The UK government has pledged £210 million towards the development of small modular reactors (SMRs) through the Low-Cost Nuclear challenge at UK Research and Innovation. This money will be provided to Rolls-Royce SMR and will be matched by £250 million of private investment.
The investment by the government and private firms aims to strengthen energy security in Britain and reduce the country’s dependency on volatile fossil fuels. The money will be used to take forward Phase 2 of the Low-Cost Nuclear project. This involves further developing the design of small modular reactors and taking this design through the regulatory process. Following this, a decision will be made on whether the reactors can be deployed in the UK.
Why is the government investing in nuclear power?
It’s currently thought SMRs provide several advantages over traditional power plants. Firstly, because they’re much smaller in size, SMRs are much less expensive to build. Secondly, the modular nature of the components means that parts can be produced in factories and shipped to site by road. This reduces both construction time and cost in comparison with a traditional power plant.
However, this doesn’t mean that SMRs won’t be effective. Rolls-Royce SMR estimates that each small modular reactor produced could power up to 1 million homes. That’s the equivalent of a city the size of Leeds.
The move is part of a wider commitment to nuclear power. On top of the SMR investment, the UK government will spend up to £1.7 billion in order to bring at least one large-scale nuclear project to a final investment decision. In addition, it has committed £120 million to the Future Nuclear Enabling Fund, which will provide targeted support towards further nuclear projects as part of the Net Zero Strategy.
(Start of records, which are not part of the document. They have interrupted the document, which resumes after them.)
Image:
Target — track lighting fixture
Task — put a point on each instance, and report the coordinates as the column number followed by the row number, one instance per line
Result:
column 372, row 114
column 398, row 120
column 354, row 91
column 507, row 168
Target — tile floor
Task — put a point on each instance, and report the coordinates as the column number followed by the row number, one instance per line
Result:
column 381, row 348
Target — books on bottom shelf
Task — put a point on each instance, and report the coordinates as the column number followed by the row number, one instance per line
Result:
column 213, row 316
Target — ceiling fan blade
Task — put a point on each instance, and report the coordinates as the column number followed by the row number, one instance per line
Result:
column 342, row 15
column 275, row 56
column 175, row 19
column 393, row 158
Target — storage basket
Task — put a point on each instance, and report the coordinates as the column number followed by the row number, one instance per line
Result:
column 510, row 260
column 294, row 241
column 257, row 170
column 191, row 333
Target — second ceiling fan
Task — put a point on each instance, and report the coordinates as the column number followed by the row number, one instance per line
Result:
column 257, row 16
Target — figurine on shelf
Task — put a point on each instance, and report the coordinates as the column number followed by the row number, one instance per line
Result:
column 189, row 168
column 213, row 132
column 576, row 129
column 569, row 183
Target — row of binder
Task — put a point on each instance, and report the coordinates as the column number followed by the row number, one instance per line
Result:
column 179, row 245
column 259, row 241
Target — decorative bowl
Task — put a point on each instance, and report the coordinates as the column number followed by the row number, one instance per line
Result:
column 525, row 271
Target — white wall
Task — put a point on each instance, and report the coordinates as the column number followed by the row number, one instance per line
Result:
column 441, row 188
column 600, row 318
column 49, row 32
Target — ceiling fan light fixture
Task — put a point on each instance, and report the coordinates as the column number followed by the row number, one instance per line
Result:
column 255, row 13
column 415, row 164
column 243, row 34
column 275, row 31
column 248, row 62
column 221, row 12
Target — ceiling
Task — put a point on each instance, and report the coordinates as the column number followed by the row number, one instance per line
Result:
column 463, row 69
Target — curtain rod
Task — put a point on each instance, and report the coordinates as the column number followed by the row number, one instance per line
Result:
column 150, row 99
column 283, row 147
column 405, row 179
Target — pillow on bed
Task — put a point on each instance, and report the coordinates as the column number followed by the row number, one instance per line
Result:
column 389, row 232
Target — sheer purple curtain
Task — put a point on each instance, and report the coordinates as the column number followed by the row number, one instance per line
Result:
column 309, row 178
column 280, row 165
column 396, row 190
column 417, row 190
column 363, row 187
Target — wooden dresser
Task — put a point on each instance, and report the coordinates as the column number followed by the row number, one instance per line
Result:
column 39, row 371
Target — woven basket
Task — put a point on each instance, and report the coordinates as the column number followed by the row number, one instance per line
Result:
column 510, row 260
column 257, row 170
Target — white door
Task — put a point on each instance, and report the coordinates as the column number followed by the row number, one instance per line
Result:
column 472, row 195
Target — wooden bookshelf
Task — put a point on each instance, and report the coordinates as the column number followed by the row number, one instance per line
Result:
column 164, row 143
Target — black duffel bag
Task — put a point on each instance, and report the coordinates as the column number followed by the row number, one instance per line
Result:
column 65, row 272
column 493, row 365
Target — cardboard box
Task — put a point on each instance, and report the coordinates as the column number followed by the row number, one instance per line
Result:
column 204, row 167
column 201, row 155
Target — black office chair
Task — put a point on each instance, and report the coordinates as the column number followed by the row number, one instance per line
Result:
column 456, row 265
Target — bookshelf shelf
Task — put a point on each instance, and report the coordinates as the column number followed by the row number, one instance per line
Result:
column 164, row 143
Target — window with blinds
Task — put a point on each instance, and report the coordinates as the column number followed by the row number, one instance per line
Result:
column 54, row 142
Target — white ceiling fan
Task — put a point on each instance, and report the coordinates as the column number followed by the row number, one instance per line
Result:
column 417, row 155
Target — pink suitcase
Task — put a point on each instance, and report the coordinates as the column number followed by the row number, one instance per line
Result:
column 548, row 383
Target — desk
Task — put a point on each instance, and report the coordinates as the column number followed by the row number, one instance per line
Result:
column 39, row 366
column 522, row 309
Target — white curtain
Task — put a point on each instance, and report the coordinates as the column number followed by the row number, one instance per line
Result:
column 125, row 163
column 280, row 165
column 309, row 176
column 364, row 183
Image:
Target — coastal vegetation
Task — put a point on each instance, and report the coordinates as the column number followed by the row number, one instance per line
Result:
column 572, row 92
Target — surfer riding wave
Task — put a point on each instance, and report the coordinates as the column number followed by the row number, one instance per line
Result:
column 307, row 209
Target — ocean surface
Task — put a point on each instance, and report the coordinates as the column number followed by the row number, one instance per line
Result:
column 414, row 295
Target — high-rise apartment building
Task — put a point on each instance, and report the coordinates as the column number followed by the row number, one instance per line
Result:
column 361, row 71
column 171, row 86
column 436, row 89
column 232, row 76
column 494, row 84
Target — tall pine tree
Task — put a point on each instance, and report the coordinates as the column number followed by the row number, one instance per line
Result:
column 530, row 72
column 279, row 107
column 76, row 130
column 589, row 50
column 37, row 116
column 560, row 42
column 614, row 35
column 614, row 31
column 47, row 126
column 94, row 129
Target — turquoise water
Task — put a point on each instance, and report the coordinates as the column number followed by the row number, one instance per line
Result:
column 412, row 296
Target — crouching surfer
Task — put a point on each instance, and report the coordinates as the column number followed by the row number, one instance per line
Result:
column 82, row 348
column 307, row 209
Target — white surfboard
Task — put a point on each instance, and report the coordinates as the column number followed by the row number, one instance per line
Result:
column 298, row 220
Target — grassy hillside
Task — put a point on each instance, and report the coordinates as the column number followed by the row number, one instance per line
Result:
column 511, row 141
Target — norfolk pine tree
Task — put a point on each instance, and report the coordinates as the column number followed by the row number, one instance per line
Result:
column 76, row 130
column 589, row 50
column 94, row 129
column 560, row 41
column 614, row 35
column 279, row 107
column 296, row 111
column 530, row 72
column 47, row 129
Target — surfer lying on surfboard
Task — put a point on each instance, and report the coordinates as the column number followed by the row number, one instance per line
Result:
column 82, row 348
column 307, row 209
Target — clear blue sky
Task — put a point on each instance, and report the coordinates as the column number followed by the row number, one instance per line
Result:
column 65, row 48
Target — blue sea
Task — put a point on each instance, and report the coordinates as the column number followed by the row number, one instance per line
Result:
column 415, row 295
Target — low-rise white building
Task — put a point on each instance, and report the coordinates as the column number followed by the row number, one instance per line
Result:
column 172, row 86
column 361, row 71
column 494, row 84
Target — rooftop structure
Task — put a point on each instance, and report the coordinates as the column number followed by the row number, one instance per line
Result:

Speaking about funding for SMRs, Business and Energy Secretary Kwasi Kwarteng said “This is a once in a lifetime opportunity for the UK to deploy more low carbon energy than ever before and ensure greater energy independence.
“Small modular reactors offer exciting opportunities to cut costs and build more quickly, ensuring we can bring clean electricity to people’s homes and cut our already-dwindling use of volatile fossil fuels even further.
“By harnessing British engineering and ingenuity, we can double down on our plan to deploy more home-grown, affordable clean energy in this country.”
How will this impact consumers?
Sadly, although the shift away from fossil fuels towards cleaner energy is welcome, it is part of a longer-term strategy and will not provide customers with immediate relief from rising energy bills. At present, you cannot use an energy comparison service to switch tariffs. That’s because even the best energy deals available from the UK’s best energy suppliers cannot beat the current price cap.
However, should the SMRs join the UK’s energy system, then they could ultimately not only lessen the UK’s reliance on fossil fuels, but they could also help lower energy bills in the country. This is because the country’s energy network will become less reliant on imported gas. As an added bonus, they will also improve the UK’s fuel mix, making it greener, cleaner and more affordable in the process.